One hormone important in the regulation of the immune system is DHEAS. DHEAS levels decrease in chronic inflammatory diseases, including rheumatoid arthritis, SLE, primary Sjögren’s syndrome, and polymyalgia rheumatica. DHEAS is a multifunctional adrenal hormone with immunomodulating properties (21). In our study, there was no statistically significant difference between DHEAS levels of the patients and healthy controls. Additionally, there was no observed relationship between DHEAS levels and disease duration in the rosacea patient group. This result suggests that the cellular immune response in rosacea pathogenesis is not promoted by DHEAS.
Both female gender and increasing age have been associated with a higher frequency of thyroid antibody positivity (22), as well as increasing DHEAS and sometimes, refractory acne (23). In our study group, the antibody levels, including anti-M and anti-Tg levels, were not affected by gender and age.
Data on basal cortisol levels in chronic diseases in the literature are controversial (24, 25). According to our results, although there is no observed relationship between basal cortisol levels and disease duration or disease severity, it is important to note that in rosacea patients, ATPO antibody levels are elevated when basal cortisol levels are low.

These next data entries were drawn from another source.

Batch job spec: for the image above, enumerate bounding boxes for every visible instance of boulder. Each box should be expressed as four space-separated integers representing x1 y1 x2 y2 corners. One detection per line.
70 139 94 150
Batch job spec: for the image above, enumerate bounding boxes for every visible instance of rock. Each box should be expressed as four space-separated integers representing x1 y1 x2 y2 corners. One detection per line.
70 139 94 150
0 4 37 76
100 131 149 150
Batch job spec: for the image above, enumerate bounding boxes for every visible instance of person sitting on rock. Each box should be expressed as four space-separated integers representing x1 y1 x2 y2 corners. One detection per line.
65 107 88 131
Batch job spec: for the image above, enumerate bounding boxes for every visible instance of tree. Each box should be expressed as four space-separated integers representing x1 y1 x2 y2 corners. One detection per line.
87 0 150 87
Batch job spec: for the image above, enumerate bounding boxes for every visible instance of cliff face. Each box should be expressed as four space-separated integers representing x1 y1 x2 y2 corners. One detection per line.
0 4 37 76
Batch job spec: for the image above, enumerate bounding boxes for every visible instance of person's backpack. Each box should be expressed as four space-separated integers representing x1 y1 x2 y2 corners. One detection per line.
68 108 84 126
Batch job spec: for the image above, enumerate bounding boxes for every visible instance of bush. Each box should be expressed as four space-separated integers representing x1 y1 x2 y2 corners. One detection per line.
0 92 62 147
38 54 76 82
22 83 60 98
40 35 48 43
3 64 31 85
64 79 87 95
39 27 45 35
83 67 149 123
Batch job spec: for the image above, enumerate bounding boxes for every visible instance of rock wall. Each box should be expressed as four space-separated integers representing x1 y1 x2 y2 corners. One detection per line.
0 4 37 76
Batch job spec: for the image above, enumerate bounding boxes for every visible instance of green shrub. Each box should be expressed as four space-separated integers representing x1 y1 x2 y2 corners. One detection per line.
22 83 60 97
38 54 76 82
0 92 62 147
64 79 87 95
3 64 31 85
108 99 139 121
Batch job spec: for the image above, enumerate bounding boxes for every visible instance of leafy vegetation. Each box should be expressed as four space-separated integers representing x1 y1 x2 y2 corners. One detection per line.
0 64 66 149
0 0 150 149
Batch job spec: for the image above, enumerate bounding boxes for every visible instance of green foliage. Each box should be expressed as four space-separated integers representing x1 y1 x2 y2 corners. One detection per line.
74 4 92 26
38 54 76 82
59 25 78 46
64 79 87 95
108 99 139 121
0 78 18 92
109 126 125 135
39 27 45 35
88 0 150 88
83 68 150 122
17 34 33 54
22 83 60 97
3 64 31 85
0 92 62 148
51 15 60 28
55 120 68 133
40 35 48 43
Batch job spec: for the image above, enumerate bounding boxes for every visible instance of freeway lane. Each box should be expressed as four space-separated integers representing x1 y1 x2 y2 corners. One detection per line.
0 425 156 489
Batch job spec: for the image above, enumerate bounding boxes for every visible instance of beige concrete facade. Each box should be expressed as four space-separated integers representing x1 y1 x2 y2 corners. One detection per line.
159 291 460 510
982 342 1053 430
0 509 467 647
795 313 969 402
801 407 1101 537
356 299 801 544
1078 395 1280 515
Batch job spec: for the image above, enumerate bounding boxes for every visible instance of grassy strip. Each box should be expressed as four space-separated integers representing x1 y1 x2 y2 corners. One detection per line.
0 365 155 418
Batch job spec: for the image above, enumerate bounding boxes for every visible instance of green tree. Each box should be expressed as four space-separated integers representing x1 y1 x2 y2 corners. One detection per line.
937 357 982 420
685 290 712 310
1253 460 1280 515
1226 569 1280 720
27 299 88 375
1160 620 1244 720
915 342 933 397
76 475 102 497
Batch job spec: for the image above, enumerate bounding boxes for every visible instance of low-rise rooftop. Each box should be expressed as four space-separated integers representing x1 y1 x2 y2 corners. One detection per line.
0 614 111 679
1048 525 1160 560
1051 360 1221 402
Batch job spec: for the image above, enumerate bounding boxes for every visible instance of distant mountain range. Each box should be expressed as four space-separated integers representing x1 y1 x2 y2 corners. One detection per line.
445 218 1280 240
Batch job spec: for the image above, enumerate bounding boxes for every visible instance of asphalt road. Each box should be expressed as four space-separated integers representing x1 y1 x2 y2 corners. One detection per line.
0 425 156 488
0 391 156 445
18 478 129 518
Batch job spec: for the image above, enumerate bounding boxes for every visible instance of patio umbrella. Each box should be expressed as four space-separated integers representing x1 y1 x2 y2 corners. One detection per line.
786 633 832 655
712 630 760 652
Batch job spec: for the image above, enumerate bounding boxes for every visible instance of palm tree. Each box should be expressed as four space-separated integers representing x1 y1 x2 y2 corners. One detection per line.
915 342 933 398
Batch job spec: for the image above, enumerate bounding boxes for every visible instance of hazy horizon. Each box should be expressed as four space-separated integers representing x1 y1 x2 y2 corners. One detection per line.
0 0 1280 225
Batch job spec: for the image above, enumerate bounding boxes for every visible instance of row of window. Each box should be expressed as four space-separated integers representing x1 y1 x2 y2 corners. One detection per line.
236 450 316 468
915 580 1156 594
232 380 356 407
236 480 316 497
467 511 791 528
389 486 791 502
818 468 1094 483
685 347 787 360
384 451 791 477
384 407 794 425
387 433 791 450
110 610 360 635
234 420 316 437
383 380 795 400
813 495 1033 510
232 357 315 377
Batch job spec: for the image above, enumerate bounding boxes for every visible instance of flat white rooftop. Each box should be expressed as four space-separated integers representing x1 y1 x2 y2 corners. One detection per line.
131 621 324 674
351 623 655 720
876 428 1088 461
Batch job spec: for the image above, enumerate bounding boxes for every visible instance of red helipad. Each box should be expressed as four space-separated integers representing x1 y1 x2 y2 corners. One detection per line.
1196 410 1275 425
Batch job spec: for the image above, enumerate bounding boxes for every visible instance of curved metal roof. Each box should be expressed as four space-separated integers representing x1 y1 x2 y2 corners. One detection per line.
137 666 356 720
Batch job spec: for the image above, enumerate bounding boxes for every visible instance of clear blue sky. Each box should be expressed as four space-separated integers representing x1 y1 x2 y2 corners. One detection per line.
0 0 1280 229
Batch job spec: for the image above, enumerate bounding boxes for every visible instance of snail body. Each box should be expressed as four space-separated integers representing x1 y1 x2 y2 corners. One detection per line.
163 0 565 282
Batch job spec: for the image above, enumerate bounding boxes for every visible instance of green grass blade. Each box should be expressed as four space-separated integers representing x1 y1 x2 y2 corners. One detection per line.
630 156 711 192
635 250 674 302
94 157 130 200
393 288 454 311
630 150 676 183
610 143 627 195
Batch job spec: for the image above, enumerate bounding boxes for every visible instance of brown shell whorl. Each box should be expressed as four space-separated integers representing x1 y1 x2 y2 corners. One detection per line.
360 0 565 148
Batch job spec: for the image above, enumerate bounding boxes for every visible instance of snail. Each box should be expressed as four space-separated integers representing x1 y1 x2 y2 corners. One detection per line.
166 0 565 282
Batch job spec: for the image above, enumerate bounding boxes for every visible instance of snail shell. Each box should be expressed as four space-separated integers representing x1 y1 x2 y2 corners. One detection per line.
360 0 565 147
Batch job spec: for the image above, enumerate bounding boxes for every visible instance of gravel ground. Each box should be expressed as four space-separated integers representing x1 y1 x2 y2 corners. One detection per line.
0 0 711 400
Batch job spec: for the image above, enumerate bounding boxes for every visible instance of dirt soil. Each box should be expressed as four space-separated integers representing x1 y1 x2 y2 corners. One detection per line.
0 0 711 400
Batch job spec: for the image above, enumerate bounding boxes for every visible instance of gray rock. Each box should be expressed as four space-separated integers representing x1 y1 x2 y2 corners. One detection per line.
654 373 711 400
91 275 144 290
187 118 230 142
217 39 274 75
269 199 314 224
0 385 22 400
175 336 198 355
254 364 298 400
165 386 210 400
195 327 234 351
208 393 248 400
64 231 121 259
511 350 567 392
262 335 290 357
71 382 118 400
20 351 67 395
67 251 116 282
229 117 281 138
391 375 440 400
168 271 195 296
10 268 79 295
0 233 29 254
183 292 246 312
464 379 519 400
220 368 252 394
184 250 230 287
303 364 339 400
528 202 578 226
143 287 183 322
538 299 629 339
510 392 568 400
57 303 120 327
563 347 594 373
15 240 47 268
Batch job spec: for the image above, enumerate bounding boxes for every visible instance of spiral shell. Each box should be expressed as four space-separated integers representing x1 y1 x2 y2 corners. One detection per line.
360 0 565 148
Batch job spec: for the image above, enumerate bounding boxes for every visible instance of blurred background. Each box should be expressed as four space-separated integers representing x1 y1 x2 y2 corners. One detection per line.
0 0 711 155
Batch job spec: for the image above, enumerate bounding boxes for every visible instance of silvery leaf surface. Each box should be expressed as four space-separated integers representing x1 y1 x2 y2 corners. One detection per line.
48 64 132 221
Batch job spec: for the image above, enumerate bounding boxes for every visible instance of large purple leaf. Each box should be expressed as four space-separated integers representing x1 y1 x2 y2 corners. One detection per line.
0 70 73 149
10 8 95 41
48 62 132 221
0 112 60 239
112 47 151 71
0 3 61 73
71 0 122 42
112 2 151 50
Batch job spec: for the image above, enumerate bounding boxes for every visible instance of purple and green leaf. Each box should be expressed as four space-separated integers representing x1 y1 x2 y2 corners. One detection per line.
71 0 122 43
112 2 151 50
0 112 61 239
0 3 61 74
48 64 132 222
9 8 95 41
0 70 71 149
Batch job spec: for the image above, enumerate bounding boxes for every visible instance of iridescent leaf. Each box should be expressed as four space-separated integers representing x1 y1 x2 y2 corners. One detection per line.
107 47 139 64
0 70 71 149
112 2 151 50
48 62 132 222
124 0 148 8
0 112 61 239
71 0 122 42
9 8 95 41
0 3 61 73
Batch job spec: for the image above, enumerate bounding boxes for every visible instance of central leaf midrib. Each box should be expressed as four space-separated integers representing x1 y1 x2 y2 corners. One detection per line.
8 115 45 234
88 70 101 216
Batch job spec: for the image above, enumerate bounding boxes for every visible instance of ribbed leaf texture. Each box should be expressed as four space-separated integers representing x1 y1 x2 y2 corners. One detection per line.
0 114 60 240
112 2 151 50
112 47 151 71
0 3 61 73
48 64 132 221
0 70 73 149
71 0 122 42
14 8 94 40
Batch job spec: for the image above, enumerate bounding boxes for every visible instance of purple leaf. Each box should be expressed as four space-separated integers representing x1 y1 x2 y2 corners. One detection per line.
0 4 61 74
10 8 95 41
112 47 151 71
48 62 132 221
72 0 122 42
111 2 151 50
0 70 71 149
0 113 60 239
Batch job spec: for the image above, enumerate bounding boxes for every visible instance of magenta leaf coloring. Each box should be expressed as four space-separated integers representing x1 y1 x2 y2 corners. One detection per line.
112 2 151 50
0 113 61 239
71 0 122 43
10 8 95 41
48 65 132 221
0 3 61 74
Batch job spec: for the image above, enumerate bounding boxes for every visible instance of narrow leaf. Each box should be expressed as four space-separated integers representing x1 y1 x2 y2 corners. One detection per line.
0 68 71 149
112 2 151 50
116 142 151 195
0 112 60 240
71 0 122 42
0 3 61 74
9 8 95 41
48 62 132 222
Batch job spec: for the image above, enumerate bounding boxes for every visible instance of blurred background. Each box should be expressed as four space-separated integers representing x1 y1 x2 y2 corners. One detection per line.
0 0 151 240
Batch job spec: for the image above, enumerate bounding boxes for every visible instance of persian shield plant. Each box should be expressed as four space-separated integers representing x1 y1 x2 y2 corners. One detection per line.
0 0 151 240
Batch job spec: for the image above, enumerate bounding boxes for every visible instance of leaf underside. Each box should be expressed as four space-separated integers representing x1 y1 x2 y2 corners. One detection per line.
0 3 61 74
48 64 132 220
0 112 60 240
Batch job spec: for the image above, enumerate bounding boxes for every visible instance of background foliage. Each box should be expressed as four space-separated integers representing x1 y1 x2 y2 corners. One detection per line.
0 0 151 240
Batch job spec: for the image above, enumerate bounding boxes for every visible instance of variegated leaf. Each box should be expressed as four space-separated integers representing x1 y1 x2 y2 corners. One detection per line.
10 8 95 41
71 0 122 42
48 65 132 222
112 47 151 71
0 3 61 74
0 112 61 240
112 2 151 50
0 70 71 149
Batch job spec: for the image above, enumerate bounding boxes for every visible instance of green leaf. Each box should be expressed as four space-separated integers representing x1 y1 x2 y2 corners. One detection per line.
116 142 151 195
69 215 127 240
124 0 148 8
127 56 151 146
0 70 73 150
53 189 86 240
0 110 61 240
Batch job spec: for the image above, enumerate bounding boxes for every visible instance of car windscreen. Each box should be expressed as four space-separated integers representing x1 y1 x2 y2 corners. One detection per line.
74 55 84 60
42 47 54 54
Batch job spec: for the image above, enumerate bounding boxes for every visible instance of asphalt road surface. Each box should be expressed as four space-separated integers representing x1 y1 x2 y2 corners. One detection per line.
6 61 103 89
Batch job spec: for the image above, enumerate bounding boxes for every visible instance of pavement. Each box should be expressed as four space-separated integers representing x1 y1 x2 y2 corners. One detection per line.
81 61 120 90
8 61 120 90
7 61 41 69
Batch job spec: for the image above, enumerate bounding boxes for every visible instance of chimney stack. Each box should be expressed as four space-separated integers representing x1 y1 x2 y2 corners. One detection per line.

Topical steroids could decrease basal cortisol levels and induce facial rosaceiform dermatitis (28).
In chronic diseases, thyroid hormones may be altered even without thyroid diseases. Several studies have shown that these alterations also occur in acute diseases and are associated with cytokine activation (27). In our study, there was no statistically significant difference between thyroid hormone levels of patients and healthy controls. There was no observed relationship between TSH levels and disease duration or disease severity.
There are a few limitations in our study. The most obvious limitation was that of a relatively small sample size, preventing the generalization of the findings in rosacea patients. The second limitation was the lack of laboratory analysis of antibodies evaluating autoimmunity, including antinuclear antibodies and rheumatoid factor. The third limitation was that we did not determine ACTH-stimulated cortisol levels.
In conclusion, rosacea may be accepted as a disease that interacts with autoimmune thyroid antibodies and in which immune-endocrine interactions are important.
Conflict of interest
The authors declare that they have no conflict of interest.